Am I A Christian?

I’ve been asked if I am a Christian.

I said that No, not in the way that most people think of the term. I wanted to say more--so much more--but felt that there wasn’t enough time and besides, I was too tired to get into it.

So I’d like to get into it. When someone asks me Am I a Christian, I want to say Yes, but… or No, but… I also want to just say what someone wrote in a blog on Patheos (apologies but I cannot find the source) when she said that she was “a human being.” It would be nice to just sometimes leave it at that.

I do and I don’t believe in the resurrection of Jesus. I do and don’t believe in his divinity. By that, I believe in the narratives (there are more than one) and their power and their truth. But I don’t understand those narratives to be some overarching historical artifact.

Because I don’t feel that there is any overarching historical foundation to any narrative. In other words, there is only narrative. That is it. There is nothing beyond that. Nothing that we can point to and say, definitively, There! This is true and I understand it to its core! No--there is nothing that the human mind can accept that isn’t transformed into a narrative acceptable to the human mind. [I think that this is a Kantian idea, but my grasp of Kant is rudimentary.]

I believe that the human mind transforms everything within its sphere of perception into narrative. The story is elemental to human existence. To treat “story” as if it were “fact,” history, as a kind of artifact of truth, is mere fantasy.

So I accept the story of Jesus. I accept it wholeheartedly. I do not accept it as artifact...because there is no artifact to accept.

In my system of belief I can also accept the narratives of the Hindi, the Buddhist, the Muslim, the Jew. I was brought up within the Christian narrative, so that is what I am bound to more closely, but it is an accident of birth and nothing more. If I was born of Afghan parents no doubt I would be a Muslim.

So, I too, like to describe myself as a “human being.” The story, the narrative is uppermost. The arc of the Jesus narrative from virgin birth to heavenly throne is a miracle of human understanding. It can be so beautifully rendered and understood that it might bring the world together in harmony. Except for that wrinkle of human misunderstanding that states that only Jesus is true, only Jesus is God, and narrative is nothing but some child’s bedtime story.

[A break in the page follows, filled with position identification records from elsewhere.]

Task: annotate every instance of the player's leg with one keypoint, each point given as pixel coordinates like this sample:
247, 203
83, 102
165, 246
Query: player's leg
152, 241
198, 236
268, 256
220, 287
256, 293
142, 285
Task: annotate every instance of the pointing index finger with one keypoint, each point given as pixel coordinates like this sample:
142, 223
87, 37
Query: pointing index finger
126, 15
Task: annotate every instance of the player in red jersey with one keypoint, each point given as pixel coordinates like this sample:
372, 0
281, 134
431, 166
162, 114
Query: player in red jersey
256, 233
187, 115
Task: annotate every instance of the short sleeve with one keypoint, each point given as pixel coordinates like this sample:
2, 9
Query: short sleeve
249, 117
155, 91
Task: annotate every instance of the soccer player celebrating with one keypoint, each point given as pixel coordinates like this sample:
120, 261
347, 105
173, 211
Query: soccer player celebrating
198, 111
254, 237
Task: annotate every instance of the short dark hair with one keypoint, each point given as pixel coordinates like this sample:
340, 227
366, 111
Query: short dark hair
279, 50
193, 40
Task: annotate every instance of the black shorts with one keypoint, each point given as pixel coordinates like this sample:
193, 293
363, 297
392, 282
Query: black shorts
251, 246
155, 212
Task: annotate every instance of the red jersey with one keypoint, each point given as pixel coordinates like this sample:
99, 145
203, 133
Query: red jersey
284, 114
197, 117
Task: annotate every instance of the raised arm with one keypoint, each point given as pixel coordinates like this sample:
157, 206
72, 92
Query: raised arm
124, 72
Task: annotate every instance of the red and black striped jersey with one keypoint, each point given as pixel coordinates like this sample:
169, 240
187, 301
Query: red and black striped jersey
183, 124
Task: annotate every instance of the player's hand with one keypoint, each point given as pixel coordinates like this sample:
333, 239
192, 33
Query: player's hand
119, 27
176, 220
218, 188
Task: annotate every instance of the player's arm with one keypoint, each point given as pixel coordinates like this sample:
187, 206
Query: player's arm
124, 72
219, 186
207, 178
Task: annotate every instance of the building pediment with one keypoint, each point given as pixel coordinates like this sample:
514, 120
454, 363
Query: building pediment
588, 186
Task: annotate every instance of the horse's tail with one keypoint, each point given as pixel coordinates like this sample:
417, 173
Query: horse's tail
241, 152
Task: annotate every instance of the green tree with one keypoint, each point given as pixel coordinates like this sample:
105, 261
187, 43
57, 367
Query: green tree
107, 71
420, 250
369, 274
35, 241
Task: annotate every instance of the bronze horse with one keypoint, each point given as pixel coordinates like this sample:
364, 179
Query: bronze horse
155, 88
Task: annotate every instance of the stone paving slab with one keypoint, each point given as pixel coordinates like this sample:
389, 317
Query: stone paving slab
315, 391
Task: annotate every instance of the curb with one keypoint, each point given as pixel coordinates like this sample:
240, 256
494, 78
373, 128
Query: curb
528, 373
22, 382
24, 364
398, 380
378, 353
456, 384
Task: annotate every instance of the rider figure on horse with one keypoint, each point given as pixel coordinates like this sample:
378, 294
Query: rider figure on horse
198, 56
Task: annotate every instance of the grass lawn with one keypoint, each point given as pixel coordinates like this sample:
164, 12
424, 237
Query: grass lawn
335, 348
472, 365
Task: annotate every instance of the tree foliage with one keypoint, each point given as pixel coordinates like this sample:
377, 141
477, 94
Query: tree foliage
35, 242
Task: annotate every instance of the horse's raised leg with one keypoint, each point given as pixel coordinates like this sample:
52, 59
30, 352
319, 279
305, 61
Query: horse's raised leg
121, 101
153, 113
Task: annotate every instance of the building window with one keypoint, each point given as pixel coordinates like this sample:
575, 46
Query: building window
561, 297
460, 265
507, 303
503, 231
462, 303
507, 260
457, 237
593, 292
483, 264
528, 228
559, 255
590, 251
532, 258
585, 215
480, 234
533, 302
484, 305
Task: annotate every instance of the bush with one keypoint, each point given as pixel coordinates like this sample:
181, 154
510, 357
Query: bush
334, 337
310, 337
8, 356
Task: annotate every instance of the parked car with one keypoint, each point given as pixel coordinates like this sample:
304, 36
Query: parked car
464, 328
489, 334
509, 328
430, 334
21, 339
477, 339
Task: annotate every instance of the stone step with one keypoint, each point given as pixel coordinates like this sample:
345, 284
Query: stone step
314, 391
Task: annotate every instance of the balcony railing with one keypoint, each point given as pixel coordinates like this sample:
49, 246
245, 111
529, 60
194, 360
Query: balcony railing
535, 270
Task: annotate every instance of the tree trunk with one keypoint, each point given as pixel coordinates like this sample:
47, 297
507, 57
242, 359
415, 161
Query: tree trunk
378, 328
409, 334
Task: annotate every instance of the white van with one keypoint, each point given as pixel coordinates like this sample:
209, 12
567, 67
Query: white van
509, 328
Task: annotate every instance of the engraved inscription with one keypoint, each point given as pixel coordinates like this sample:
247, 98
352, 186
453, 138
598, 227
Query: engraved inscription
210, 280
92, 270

We can view Jesus as God, Jesus as the Truth, the Light, but still understand the openness of other human concepts. Jesus can be the Only Way, but he can also be Gautama Buddha, or Krishna. How? How can Jesus be the only way but also not the only way?

Through the complementarian narrative (remember: there is only narrative!). Just as in quantum physics, so too within the human brain (which some scientists are attempting to describe as a quantum computer), we can hold simultaneous narratives/ideas within ourselves. This is merely to describe what we humans do on a daily basis. This is how we are made. We understand only what the brain allows us to understand. Our mind, again going back to Kant, is structured to reason as it must. We see the world in narrative only. That is our Reason.

What of the Bible? It, too, is narrative, or rather, it is a multifaceted bunch of narratives. In the Sepher Torah alone there are likely to be four or five different narratives threaded throughout. Evangelical Christians are likely to dismiss the hundreds of errors/contradictions within the Bible as “viewpoints.” They see no problem in assimilating an “error-free” Word of God with viewpoints that contradict one another or which contain different information (the time of the crucifixion, the robe worn by Jesus, the different ways in which Jesus is portrayed at his death, the sending by a risen Jesus of his disciples to Galilee...or to Jerusalem) or which contains simply unbelievable information (the raising of zombies in Matthew). They present the Bible as the Word of God and if one happens to see these issues crop up then it must be some weakness within human reason.

In a way that is precisely what I am saying: the weakness of human reason is that which Kant set out. We only see the world as we are structured to see it. These errors within the narrative of the Bible are not a problem for me. They are simply there, as they are there within any story, to some degree or another (although I do wonder at the “mathematical narrative, or language” which seems to be logically consistent...though Goedels theorem may offer a way out: undecidable statements will always occur within mathematics), and these can be thought of as baked into our psyche and mental acuity.

And that is what I like to call the Cloud of God.

Within this Cloud lies our sense--necessarily our personification--of the Ideal. From that Ideal we have created narratives. To flesh out these narratives we bake in historical evidence and a-historical “evidence,” or miracles and such. [As I once heard Bart Ehrman say, miracles by their very nature are non-historical.] The Bible is filled with these mnemohistorical tidbits. Layers of history and hi-story are placed one atop another and over time legend accretes with artifacts. Even more time places all within the topic of religious history, convincing many that everything actually happened as it is written down, forgetting that what was written down was a result of intermixed narratives to begin with.

So, I am a Christian as I self-define the term, but more, a human being. A human being that wonders, questions, and never trusts for the answer; for we only know what we can only know.